To select a few Outgroup sequences, open the results for the blast search restricted to Eutheria. There is a good chance you will not have hit the same sequences as this example. Just randomly picked three sequences. These are our Outgroup sequences.
Again, these are all complete mitochondrial genomes, so we do the extraction step again. After you extracted the CDS regions and droped them into the ND5 DNA Folder, we can create the first Alignment and an initial tree.
To create the alignment, open the ND5 DNA Folder content by selecting the folder and clicking the small sequence button in the toolbar on top or right click the folder and select Show Content->Sequences. You will see the content of the folder. Select all the sequences, right click and select Run. You will see a list of algorithms that can be applied to a set of sequences. Because we want to compute a multiple sequence alignment, select one of the alignment methods. For a fast alignment I choose Mafft. All the sequences are set as input and you can keep the parameters at their default values for now. Epos will warn you if Mafft is not yet installed. If that is the case, click on the Install Tool Button and use the Auto-Installation feature for mafft. Now the Run button on the bottom right of the toolbar should be enabled and you can click it to start the computation. Open the Jobs windows and wait until the job state is “Done” before you double click the job to fetch the results.

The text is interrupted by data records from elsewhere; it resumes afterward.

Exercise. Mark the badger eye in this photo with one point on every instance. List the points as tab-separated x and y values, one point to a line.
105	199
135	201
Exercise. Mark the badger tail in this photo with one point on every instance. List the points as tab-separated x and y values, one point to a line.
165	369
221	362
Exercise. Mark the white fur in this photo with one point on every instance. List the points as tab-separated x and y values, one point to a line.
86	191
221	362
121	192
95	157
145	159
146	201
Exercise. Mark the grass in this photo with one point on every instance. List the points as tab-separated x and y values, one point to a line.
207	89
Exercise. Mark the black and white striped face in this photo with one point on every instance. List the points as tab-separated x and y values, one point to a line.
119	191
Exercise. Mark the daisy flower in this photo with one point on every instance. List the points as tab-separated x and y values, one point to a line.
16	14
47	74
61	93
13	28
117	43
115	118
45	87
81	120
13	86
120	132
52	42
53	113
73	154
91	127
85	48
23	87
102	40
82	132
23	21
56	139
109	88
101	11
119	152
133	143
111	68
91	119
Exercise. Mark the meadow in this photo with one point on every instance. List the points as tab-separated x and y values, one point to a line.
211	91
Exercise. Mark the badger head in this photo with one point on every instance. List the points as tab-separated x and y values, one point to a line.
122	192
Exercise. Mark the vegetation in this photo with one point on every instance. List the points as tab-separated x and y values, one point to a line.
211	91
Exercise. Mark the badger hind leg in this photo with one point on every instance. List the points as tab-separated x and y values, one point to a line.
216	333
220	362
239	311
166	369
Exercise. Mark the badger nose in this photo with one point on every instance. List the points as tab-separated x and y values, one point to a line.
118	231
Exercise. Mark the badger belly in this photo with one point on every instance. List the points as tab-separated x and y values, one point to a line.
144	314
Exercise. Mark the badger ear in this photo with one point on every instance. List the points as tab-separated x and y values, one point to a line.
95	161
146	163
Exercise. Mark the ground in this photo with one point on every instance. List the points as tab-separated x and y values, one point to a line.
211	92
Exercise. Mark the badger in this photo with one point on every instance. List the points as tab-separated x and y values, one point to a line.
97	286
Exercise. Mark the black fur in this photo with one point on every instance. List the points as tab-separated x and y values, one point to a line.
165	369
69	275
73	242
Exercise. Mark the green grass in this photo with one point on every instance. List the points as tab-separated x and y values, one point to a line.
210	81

After the results are fetched and imported into the workspace, you can choose the Alignments view to get a list of all available alignments. The one we just computed should occur at the bottom of the list. For now, we use the Alignment as is and just right click it and select Run again to compute a tree.
To get a quick result, choose NJ Tree to compute a neighbor joining tree from the alignment. When the NJ window opens, set the rooting method to “Outgroup” and select one of your outgroup sequences. You can go back to the sequence view to check for the right name. Now start the computation, it should just take a few seconds. Fetch the results and got to the Trees view using the main toolbar. Like all overviews in Epos the Trees view shows a list of all the trees in the current workspace and the computed NJ tree will be last in the list. Double click the tree to go the the detail view.
Note that the tree now shows the sequence names as labels. However, to get a better idea of what is where in the tree you can switch to a taxonomic labeling. Because you imported all your sequences from GenBank, they all come with taxonomic information, which is also imported into the Epos workspace. On the left side of the tree view, in the Nodes tab, turn on Taxon Names and the taxonomic naming will be used.